In the last paragraph he writes, “I refuse to accept that amputation … I am a master and I am advised to adopt the humility of the cripple” (140). The language he uses throughout the chapters, and especially the ending provided more of an image to what is lost in identity. The image of amputation gives the feeling that a limb is taken from you through the simplification of identity; that a big piece of you is gone. Then to be a ‘master’ of one’s identity plays with the slave-master dichotomy. Even as a master, someone else is a master over you. He ends stating, “without responsibility, straddling Nothingness and Infinity, I began to weep” (140). He is in the middle of two extremes, capitalizing both to emphasize the ideas they represent. It is a nothingness that leaves you internally empty, and an infinity that makes you completely in power of the self.
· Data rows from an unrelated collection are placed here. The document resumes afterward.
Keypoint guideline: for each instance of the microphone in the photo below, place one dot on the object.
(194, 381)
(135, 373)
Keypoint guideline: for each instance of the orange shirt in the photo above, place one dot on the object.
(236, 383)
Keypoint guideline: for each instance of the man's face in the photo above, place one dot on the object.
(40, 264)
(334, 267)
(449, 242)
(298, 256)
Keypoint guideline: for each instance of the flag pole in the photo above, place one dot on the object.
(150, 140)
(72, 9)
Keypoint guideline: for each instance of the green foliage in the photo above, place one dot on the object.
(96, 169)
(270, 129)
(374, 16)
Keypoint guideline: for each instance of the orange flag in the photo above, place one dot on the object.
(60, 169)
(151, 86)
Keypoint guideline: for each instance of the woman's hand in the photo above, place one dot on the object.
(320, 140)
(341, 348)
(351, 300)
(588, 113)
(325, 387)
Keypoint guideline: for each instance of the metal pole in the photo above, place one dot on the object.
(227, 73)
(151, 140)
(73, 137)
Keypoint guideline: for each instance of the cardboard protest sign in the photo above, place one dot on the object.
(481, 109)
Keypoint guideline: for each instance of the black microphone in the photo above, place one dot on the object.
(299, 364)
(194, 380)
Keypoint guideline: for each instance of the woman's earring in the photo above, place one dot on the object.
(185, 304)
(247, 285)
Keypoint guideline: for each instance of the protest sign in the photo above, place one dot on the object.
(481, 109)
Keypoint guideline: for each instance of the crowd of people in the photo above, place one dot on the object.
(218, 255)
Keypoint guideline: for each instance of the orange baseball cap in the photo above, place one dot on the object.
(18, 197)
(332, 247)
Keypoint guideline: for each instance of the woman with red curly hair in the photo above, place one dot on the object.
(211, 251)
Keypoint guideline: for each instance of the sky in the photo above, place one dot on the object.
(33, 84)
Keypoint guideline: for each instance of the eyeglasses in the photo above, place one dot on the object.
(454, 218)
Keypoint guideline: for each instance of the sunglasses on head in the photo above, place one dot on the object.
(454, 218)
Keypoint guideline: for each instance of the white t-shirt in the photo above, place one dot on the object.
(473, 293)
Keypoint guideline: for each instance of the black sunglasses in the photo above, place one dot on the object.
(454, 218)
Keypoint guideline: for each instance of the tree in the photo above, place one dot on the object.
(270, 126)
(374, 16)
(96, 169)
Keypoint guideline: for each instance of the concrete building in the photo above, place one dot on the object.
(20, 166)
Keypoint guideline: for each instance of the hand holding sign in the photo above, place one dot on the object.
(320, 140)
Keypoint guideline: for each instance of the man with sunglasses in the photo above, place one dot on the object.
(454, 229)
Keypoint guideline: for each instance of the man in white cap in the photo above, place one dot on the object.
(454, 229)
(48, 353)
Cesaire, Fanon, and the Irreducible Identity

22 Feb

In “Leaves of Grass” Walt Whitman comments, “I am large, I contain multitudes.” Franz Fanon evokes a similar concept of identity in Black Skin, White Masks, but while Whitman exults in his utter complexities of being, Fanon seems to become completely mired in them. Fanon seems to be concerned about irreducibility – he writes on page 13, “I belong irreducibly to my time,” and throughout the essay he struggles to categorize himself or anyone else as anything but utterly complex. And yet, at the same time, his description of the world’s vision of him is entirely reducible- he is called almost exclusively “nigger” or “negro” in the dialogue portions, and the people he discusses seem preoccupied with defining people by their skin color before anything else. While Fanon seems desperately to wish to break out of this categorical process of identifying, we find that ultimately he feels he has failed. He concludes chapter 5 with the thought, “without responsibility, straddling Nothingness and Infinity, I began to weep” (140).

            In contrast, Cesaire struggles with some similar identity issues in his poem. His conclusion also falls to a reducibility of sorts, but he reduces his own identity past categories into “the essence of things.” The racial term that he uses to define himself, “negritude,” breaks itself down into something that is essentially nothing (the repetition of “it is not,” “it is not,” on page 35) except for the root of everything (“it takes root in the red flesh of the soil / it takes root in the ardent flesh of the sky”). In this way, Cesaire solves the problem by universalizing a “canvas” for identity – the canvas being “the essence of things” – and allowing people to build their pride in themselves upon that rather than basing it purely in something visual, cultural, or historical. Ostensibly, Fanon is against this type of universal identity, as he writes on page 135 “I am not a potentiality of something, I am wholly what I am. I do not have to look for the universal.” And yet, he declares himself “the poet of the world,” only a few pages earlier, showing that even as he makes bold statements, he cannot quite hold them together. It seems to me that he wants what Cesaire finds, and yet still cannot be satisfied by it.

            Thus, these vastly differing concepts of what it means to be black – arising from similar problems, and yet diverging in their ultimate conclusions – reveal the concept of identity to be both utterly essential and yet fundamentally broken in the aftermath of colonialism.